MANY BELIEVE THE CBI’S COME TO THIS PASS AS POLITICAL CONSIDERATIONS HAVE LED TO THE INDUCTION OF OFFICERS WITH NO EXPERIENCE AT THE TOP
The full-blown crisis in the CBI, almost unprecedented in recent years, has revealed the government’s catastrophic neglect of the agency, which it knew was riven by internal rivalries. Prime Minister
Modi, BJP president Shah and the PMO bureaucrats allowed this to fester instead of taking corrective action. Shah shares the blame for the current mess because he functions as Modi’s advisor on appointments in politically sensitive agencies.
Rahul Gandhi was quick to seize upon the disarray in the CBI to take aim at an embattled prime minister. “The PM’s blueeyed boy, Gujarat cadre officer of Godhra SIT fame, infiltrated into the CBI as its no. 2 has now been caught taking bribes,” Rahul tweeted on October 23. “Under this PM, the CBI is a weapon of political vendetta. An institution in terminal decline that’s at war with itself.”
Says a senior officer, “Had the PMO called the three officers together and warned them against any further undercutting, with a personal warning from the prime minister himself, things wouldn’t have come to such a pass.”
Where then did the CBI lose its way and become a controversy magnet? Former police officials trace the downturn to the mid-1990s when the agency became increasingly politicised—by 2013, it earned the dubious “caged parrot” sobriquet from the Supreme Court, a reflection of its reputation as a tool for settling political scores.
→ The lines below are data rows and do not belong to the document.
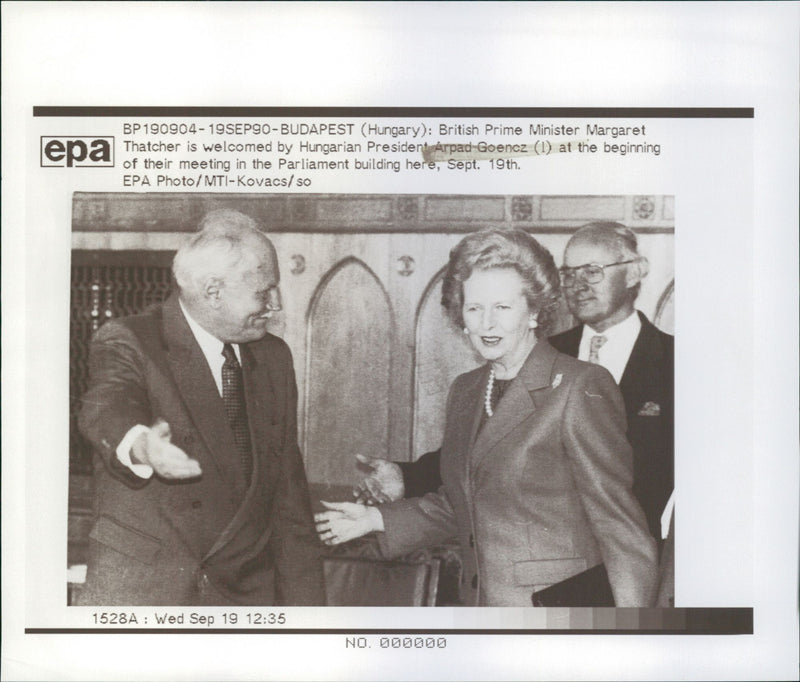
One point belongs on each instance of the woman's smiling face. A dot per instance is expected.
(497, 316)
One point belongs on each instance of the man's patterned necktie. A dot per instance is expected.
(594, 347)
(236, 408)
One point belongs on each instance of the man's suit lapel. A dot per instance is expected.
(199, 391)
(516, 404)
(637, 377)
(262, 409)
(264, 419)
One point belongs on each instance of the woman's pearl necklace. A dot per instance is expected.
(487, 401)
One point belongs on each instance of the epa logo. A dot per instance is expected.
(76, 152)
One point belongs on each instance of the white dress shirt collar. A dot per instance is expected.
(615, 352)
(211, 347)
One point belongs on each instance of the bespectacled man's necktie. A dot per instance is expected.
(236, 408)
(594, 347)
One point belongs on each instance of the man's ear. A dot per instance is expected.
(212, 291)
(637, 272)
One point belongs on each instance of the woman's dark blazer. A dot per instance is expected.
(538, 494)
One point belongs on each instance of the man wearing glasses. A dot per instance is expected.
(600, 278)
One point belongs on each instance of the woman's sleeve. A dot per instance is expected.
(420, 522)
(601, 460)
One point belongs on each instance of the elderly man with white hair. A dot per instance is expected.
(201, 497)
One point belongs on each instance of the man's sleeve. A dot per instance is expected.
(299, 566)
(422, 476)
(116, 400)
(602, 464)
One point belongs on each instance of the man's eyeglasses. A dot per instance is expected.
(591, 273)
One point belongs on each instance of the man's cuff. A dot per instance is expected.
(124, 452)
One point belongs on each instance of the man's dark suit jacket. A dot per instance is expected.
(213, 540)
(647, 387)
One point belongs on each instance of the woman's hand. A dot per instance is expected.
(346, 521)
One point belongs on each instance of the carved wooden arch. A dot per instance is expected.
(348, 362)
(441, 353)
N.R. Wasan, former director general, Bureau of Police Research and Development, says, “The CBI has come to such a pass because of the flawed induction mechanism introduced after the Vineet Narain hawala case.” The CBI was widely criticised when its prosecutions collapsed and the Supreme Court, deciding the Vineet Narain case, issued directions, including CVC oversight of the CBI. “This has led to the ugly split and spat, with at least three warring groups inside the CBI trying to outwit each other.”
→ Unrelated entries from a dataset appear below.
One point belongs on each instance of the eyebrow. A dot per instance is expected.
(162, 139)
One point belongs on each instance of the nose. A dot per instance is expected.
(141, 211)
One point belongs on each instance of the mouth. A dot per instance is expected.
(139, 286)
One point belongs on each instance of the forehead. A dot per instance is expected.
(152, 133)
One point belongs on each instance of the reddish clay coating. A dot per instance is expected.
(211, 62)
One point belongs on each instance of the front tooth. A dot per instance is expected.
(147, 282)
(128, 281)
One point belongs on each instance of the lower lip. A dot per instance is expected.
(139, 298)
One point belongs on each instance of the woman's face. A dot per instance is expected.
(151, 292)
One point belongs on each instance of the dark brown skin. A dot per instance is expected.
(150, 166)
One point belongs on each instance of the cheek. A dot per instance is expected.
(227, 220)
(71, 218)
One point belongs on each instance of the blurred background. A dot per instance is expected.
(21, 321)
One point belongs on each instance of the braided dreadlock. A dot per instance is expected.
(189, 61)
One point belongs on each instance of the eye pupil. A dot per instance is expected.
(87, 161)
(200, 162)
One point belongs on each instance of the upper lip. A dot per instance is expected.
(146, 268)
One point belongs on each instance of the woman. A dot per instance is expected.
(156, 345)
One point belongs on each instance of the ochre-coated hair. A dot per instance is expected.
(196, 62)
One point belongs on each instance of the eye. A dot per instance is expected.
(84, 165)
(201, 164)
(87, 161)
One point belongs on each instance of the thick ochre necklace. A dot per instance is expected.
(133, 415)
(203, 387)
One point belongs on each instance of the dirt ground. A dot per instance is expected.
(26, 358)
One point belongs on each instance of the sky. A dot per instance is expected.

Ajay Agnihotri, former member, Central Board of Direct Taxation, says, “All intelligence and investigation outfits in the states and at the Centre must be brought under legislative jurisdiction, like the US system. Leaving the bureaucracy to monitor the bureaucracy is the reason for this mess.” Wasan says there is a need for total overhaul of the induction system in order to include only those “who have both competence and integrity and not just integrity alone”. A recent trend, inspired by political and other extraneous considerations, has been to induct personnel with no earlier experience at the top. Like several of his predecessors, newly-appointed interim director M. Nageswara Rao does not have long-standing experience in the CBI. In the past, he has faced allegations of corruption by the CBI’s Special Unit head. He was also accused of stalling a probe against I-T officials whose names figured in the diary of arms dealer Sanjay Bhandari. The BJP has accused him of being close to Robert Vadra.
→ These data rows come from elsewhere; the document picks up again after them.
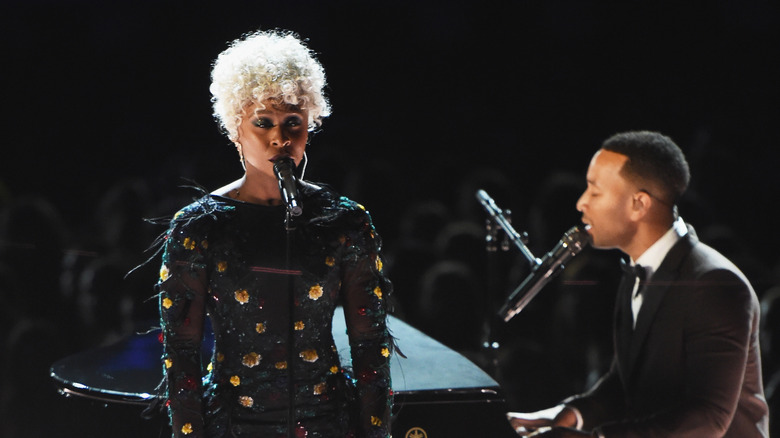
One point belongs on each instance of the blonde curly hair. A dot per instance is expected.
(267, 65)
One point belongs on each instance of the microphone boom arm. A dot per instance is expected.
(498, 216)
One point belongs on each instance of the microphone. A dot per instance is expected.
(283, 169)
(574, 241)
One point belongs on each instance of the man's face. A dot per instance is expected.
(607, 203)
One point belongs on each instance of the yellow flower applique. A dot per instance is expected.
(320, 388)
(315, 292)
(309, 355)
(242, 296)
(246, 401)
(165, 273)
(251, 360)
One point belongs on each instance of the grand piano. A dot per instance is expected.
(438, 392)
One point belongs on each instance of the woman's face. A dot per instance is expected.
(267, 134)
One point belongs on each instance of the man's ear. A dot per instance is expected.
(642, 203)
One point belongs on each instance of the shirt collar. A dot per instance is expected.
(651, 259)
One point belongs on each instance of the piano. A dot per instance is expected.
(438, 391)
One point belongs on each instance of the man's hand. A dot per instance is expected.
(539, 423)
(562, 432)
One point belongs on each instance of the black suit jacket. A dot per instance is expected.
(691, 367)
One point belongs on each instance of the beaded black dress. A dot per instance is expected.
(270, 294)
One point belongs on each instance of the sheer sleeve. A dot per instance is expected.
(365, 291)
(182, 290)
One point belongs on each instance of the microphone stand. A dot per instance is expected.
(290, 329)
(498, 220)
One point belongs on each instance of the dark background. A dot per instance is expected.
(107, 112)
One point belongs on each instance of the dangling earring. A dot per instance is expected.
(305, 162)
(241, 156)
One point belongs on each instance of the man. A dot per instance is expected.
(686, 360)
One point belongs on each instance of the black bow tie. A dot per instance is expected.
(636, 271)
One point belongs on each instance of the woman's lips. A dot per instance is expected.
(278, 157)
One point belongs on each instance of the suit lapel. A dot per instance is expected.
(654, 292)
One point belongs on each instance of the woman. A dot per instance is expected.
(270, 282)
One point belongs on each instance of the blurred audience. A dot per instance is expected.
(65, 287)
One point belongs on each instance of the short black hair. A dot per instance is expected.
(654, 160)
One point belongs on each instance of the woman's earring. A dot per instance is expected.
(241, 156)
(305, 162)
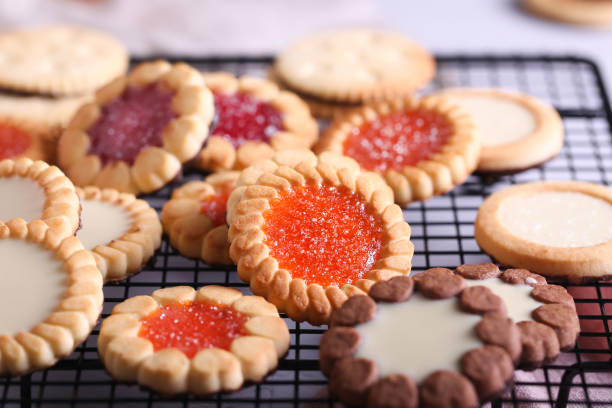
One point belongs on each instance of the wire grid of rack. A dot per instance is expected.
(442, 232)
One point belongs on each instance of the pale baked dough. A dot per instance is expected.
(153, 167)
(123, 237)
(128, 357)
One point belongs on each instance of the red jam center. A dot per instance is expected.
(242, 118)
(130, 123)
(13, 141)
(215, 206)
(398, 139)
(193, 326)
(323, 234)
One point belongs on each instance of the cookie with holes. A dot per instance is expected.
(121, 231)
(254, 119)
(307, 232)
(139, 130)
(180, 340)
(421, 147)
(50, 293)
(195, 218)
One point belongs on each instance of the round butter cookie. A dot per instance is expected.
(180, 340)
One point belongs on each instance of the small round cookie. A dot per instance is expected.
(421, 147)
(180, 340)
(50, 296)
(307, 232)
(34, 190)
(560, 229)
(254, 119)
(587, 12)
(121, 231)
(355, 66)
(516, 130)
(59, 60)
(139, 130)
(397, 347)
(194, 218)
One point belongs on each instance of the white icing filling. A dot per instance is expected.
(102, 222)
(22, 197)
(558, 219)
(33, 281)
(499, 121)
(517, 298)
(418, 337)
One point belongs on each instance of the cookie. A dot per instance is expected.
(59, 60)
(51, 296)
(355, 66)
(516, 130)
(180, 340)
(254, 119)
(421, 147)
(139, 130)
(194, 218)
(307, 232)
(401, 352)
(560, 229)
(121, 231)
(590, 12)
(33, 190)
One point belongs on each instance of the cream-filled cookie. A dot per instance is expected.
(560, 229)
(181, 340)
(121, 231)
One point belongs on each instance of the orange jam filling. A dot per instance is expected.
(397, 140)
(13, 141)
(215, 206)
(323, 234)
(193, 326)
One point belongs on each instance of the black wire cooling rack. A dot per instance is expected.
(443, 235)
Shantanu Sen, former joint director, CBI, says the rot began in 2000 when the agency stopped direct recruitment of officers, something the CBI needs to restart. “Lal Bahadur Shastri and agency founder director D.P. Kohli had visualised the CBI as made up of a backbone of directly recruited officers who were trained to be investigators, who could take cases to their logical end and stand up to political pressure.”
Appointing an IG level officer whose first action was to transfer or allot ‘additional charge’ to 13 officers, several of whom were investigating Asthana, to head the agency, is unlikely to reduce the stench of political interference surrounding the government’s relationship with the CBI.